Elliot Rodger And Privilege: The New Mental Disorder?
On the day after the Elliot Rodger Massacre, the media, and its audiences try to grapple with what he had done. People struggled over the theories, the questions, and the constant repeat of information. There’s been a struggle to find logic as they read over his manifesto, questioned the police, and mental healthcare officials. Politicians moved in to push related bills into place, such as healthcare and gun control.
It’s barely been twenty-four hours, and officials and the media came down to one conclusion: Since there is no “logical” reason for his murders, he was simply mentally ill. I feel a strong anger towards this, and exhaustion–a similar occurrence happened just a year and a half ago at a movie theatre. Just like that, all was excused because of mental illness.
The massacre was obviously premeditated. I will spare the linkage of his video. Even though there were warning signs, Mr. Rodger was able to present a picture of normalcy and gentile when officials settled to question him months before his murders. I have to point out that health officials are health officials for a reason: They retained their rank from an expertise that they honed in for most of their lives. They took the situation seriously, and knew what questions to ask, and what small details to look for in someone mentally unhinged.
Rodgers was a normal human being with growing a hatred for a group of people. A privileged human being who was pathetic and arrogant. And like all humans with privilege… He threw a tantrum.
It would make many more uneasy at the idea of a sane person killing others. Society tries to implant that only crazy people kill, only crazy people hate minorities. It’s a continuous problem of stigmatizing mental health. While I do agree that there needs to be more focus on healthcare, I don’t agree with making Elliot a poster child of “what happens when crazy people are allowed to run around unmediated.” It adds to the stigma that anyone with any sort of disorder is dangerous, whether it be ADHD, depression, bipolar, or schizophrenia. These stigmas openly bar a person with a mental illness from having opportunities to have healthy relationships and jobs. It places them in an ever-continuing vicious cycle.
Years after Columbine, it was revealed that the two shooters were not who they actually were on tv– they were the very reverse of what was revealed in the days after. The media portrayed introverted, bullied nerds–nice kids pushed over to the edge by their peers.

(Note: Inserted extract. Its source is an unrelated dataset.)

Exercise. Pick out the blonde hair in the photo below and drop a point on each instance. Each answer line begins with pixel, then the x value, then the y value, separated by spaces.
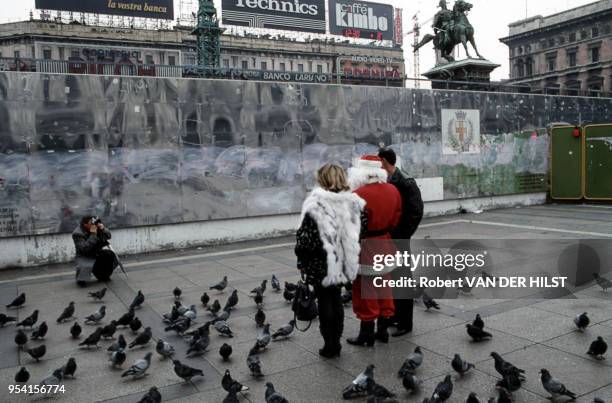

Friends of mine remembered the days in high school when teachers would zero in on them, treating them as a threat and as loose cannons, when all they needed was therapy to learn how to appreciate themselves. They were not harmful to the school or any of the students. Being treated as a threat only encouraged self-hatred that took years to work out. The media and everyone around them encouraged a stigma that made more sense than the actual picture.
Elliot Rodger did not have a mental disorder, as with many other men that were reported the same. His manifesto targeted a specific group of people to vent his anger. He was unable to connect with other human beings. He had an inflated belief that his access to certain groups was a right. He poured hatred over a constantly targeted group throughout our history. Rodgers was simply a terrorist and a murderer.
A kid who threw a tantrum because he couldn’t get everything he wanted. That’s not a mental disorder.
This begs to question what we are encouraging in our own society. If it’s a repeated pattern of violence, it is not just an individual, but something inherently unhinged in our own society.